Implementing Unified Logging required coordination across multiple engineering teams at Meta: the ads ranking team (server-side ID generation), the client logging infrastructure team (ID propagation and attachment in client-side analytics), and the billing pipeline team (ID ingestion and storage in billing event tables).

I drove the cross-team alignment on three key decisions:

ID format. UUID v4 (128-bit) was selected for its global uniqueness guarantee, its availability in both client and server environments without shared state, and its compatibility with existing log schema field types across all target tables.

Field name convention. Using the same field name (unified_log_id) across all tables was a non-negotiable requirement for the feature to deliver its value. Schema divergence where different tables used different field names for the same identifier would have reintroduced the join complexity the feature was designed to eliminate.

Propagation contract. Every event derived from an original ad delivery event must carry the same unified_log_id as the original event. Click events derived from an impression must carry the impression's ID. Conversion events attributed to a click must carry the same ID. This chain of custody for the identifier is what enables full lifecycle tracing across the entire funnel.

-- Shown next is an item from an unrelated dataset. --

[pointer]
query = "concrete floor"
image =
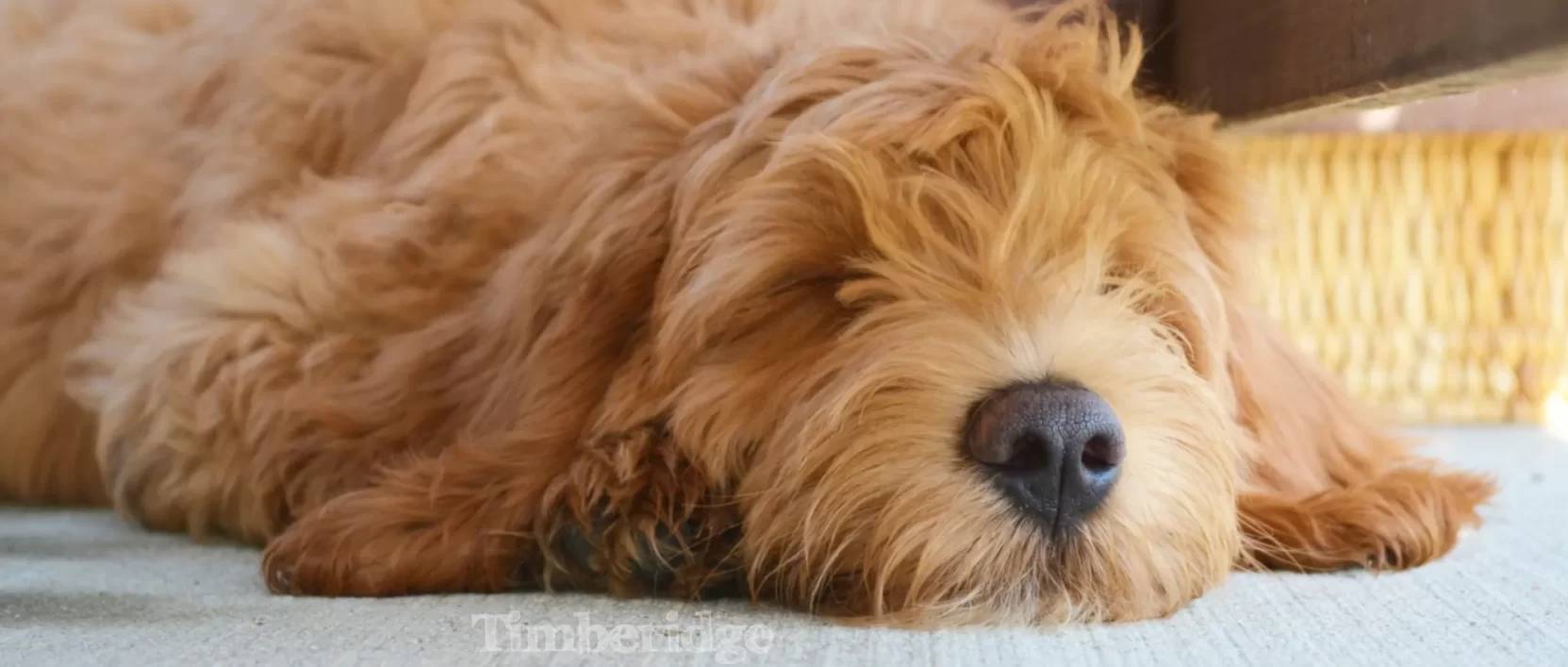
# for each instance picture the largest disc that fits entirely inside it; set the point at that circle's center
(82, 589)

Impact on Debugging Workflows

The practical impact on incident debugging was immediate and dramatic.

Before Unified Logging, a production incident involving an ads delivery anomaly typically required 2 to 4 hours of investigation: identifying which tables might have relevant information, building multi-hop joins across incompatible ID schemes, filtering for the relevant time window, and managing the uncertainty introduced by inconsistent sampling across tables.

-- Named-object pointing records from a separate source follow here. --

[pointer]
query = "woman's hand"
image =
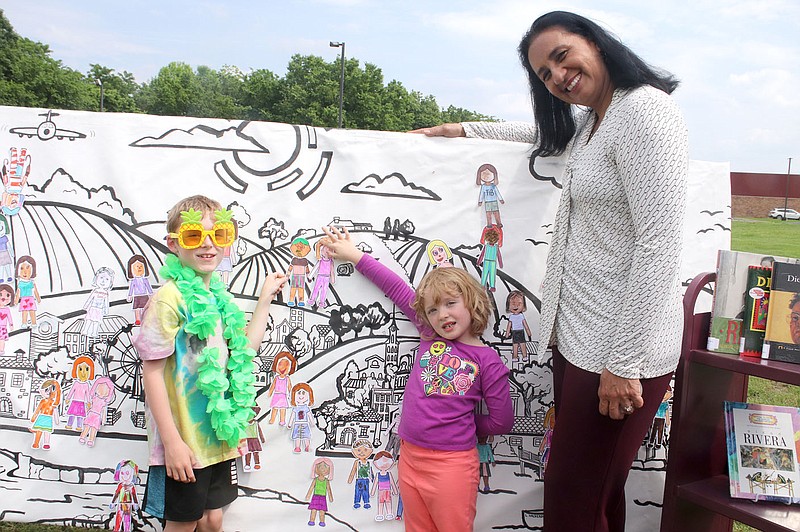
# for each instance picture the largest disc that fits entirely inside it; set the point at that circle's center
(341, 246)
(619, 396)
(443, 130)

After Unified Logging, the same investigation starts with a single lookup: retrieve the unified_log_id for the suspect event and query any table directly using that key. The full event lifecycle, from ranking decision through delivery through impression through billing through attribution, is visible in a single joined query. Investigation time collapsed to under 30 minutes for most incident types.

Unified Logging also enabled a new class of automated monitoring that was impossible before: cross-table consistency checks that flag events where a billing record exists without a corresponding client impression record, or where a client impression fires without a matching server delivery record. These automated checks catch anomalies in real time, before they escalate to user-reported incidents.


Outcome

Unified Logging is the observability foundation that the rest of the ads delivery system depends on. It makes debugging fast, makes sampled analysis reliable, and makes automated anomaly detection possible.

The engineering principle behind it is simple but often deferred: observability infrastructure is not optional and is not something to build when you need it. When you need it, you are already in the middle of a production incident. Build the shared correlation layer before the incidents arrive. The cost of building it proactively is small. The cost of not having it, measured in hours of investigation time per incident across a team of engineers, compounds every week it does not exist.

At the scale Meta operates, that compound cost is significant. Unified Logging eliminated it.